The Mac continues its path towards buttoning down the application sandbox on Mojave. High Sierra — Mojave’s predecessor — already presented user authorization prompts the first time an app accessed Contacts, Photos, Calendars, etc. Mojave builds upon that by adding other categories such as Camera and Mail, and making the prompt unavoidable even if going directly to the file system.
The goal is simple and noble: ensure the user has knowledge and control over which apps are accessing his data.
Also included in this prompt-on-first-use tactic are Apple Events. Apple Events allow apps to communicate with each other and perform various tasks. Similarly, whenever and app tries to send an AppleEvent to another app for the first time, macOS will prompt the user for authorization.
Seems fair right? Well… there are a couple of crucial differences that I believe make this the wrong approach for app-to-app automation.
But what I’m about to argue here is that macOS is taking a wrong turn regarding automation.
The Round Peg in the Square Hole
These authorization prompts serve to inform and empower the user to control access to his data. It’s easy to see that these prompts are valuable when we’re talking about an API dealing with Contacts or Photos. An API whose main purpose is to read/write user’s data.
But what about opening a Terminal window on a given folder, pausing a video, adjusting audio volume, composing a new e-mail, changing the type of an image, etc? Apple Events provide a platform for apps to automate each other — the spectrum of functionality you can achieve with it is much broader than the concise APIs of Contacts, Photos, Calendars, etc.

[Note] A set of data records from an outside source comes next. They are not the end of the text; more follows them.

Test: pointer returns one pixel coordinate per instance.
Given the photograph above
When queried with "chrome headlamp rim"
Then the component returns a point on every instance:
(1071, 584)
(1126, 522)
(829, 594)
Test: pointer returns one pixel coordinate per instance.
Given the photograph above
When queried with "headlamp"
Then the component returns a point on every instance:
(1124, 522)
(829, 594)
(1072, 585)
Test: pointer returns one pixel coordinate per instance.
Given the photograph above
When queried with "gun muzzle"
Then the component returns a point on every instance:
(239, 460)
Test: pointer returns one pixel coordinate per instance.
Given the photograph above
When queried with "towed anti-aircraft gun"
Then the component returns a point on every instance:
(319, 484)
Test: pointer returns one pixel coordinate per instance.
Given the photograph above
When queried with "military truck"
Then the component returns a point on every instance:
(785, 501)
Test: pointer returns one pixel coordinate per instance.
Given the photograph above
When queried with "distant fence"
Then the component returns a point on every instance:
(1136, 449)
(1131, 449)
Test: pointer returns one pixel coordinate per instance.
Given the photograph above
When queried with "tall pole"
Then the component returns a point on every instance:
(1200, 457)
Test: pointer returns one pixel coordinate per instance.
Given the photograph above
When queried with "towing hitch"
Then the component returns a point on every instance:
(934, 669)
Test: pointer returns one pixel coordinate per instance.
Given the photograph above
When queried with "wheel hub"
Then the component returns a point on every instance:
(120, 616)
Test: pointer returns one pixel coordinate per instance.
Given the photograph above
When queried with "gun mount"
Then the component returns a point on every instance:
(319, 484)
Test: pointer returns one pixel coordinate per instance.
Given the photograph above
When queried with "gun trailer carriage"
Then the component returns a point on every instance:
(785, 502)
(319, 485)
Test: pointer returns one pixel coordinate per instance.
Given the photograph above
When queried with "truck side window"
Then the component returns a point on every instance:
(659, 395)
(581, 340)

There are also many more scriptable apps out there than the dozen APIs Apple is protecting. And for apps that are built to interact with other apps having to authorise each interaction is far from an enjoyable user experience.
Prefixing all and any of these interactions with a cryptic alert does more harm than good. For example, when Secrets opens a new Transmit window to connect to a service how is this alert helpful?
Just to be clear, there’s no data flowing from Transmit to Secrets, only the other way around. Secrets is the one providing the service URL and credentials.
So in many of these cases the prompt has a negative effect on user experience, can be misunderstood, and contributes even further to numbing down the importance given to security alerts (which ultimately defeats the purpose of having any). Coincidentally, this is one of my favorite Apple vs PC commercials.
How did we get here
Automation has always been a staple of macOS. And there was a time where it was booming. Apple gaves us Automator, the Scripting Bridge and bindings to other programming languages. The excitement you see today regarding Siri Shortcuts, us Mac users, we’ve experienced it before.
But a few years back (I can’t precise when), development stopped. And the only thing we would hear at WWDC was how signing, gatekeeper and sandboxing were affecting our applets, automator flows and APIs. But even then, I believe we were on the right track. For example, on WWDC’s “Secure Automation Techniques” from 2012, Apple introduced new entitlements for sandboxed apps wanting to send Apple Events.
With it, an app can annotate the scripting API it vends with an access group which the caller can include in its entitlements as a scripting target. For example, Mail.app added a
com.apple.mail.compose access group around the API that allows other apps to open a new e-mail compose window. Caller apps only including this entitlement are only allowed to access that part of the API, as opposed to being able to read all of your mail.
For apps that don’t specify access groups in their scripting API, there’s the
com.apple.security.temporary-exception.apple-events entitlement that allows callers to interact with the entire scripting API of the target app. Note the temporary in the entitlement name.
But the gist is that there was this notion that not all parts of a scripting API were created equal. Some parts were more sensitive than others, and access groups were there to distinguish between them.
My 2 cents
In 2012, macOS was on the right path. Annotating an app’s scripting interface was the first step to solve the authorization problem but somewhere along the way I guess Apple forgot all about it…
So here’s what I think Apple should do to swerve back in the right direction:
- Postpone the feature1
- Augment the access group annotations with an attribute that specifies whether they’re sensitive or not. Only sensitive APIs should require a prompt.
- Thoroughly annotate 1st party scripting APIs.
- Establish a timeline for 3rd party developers to annotate their scripting APIs. Note that there was never an incentive for developers to do so.
I know this is just wishful thinking, but it doesn’t feel like it’s too much to ask.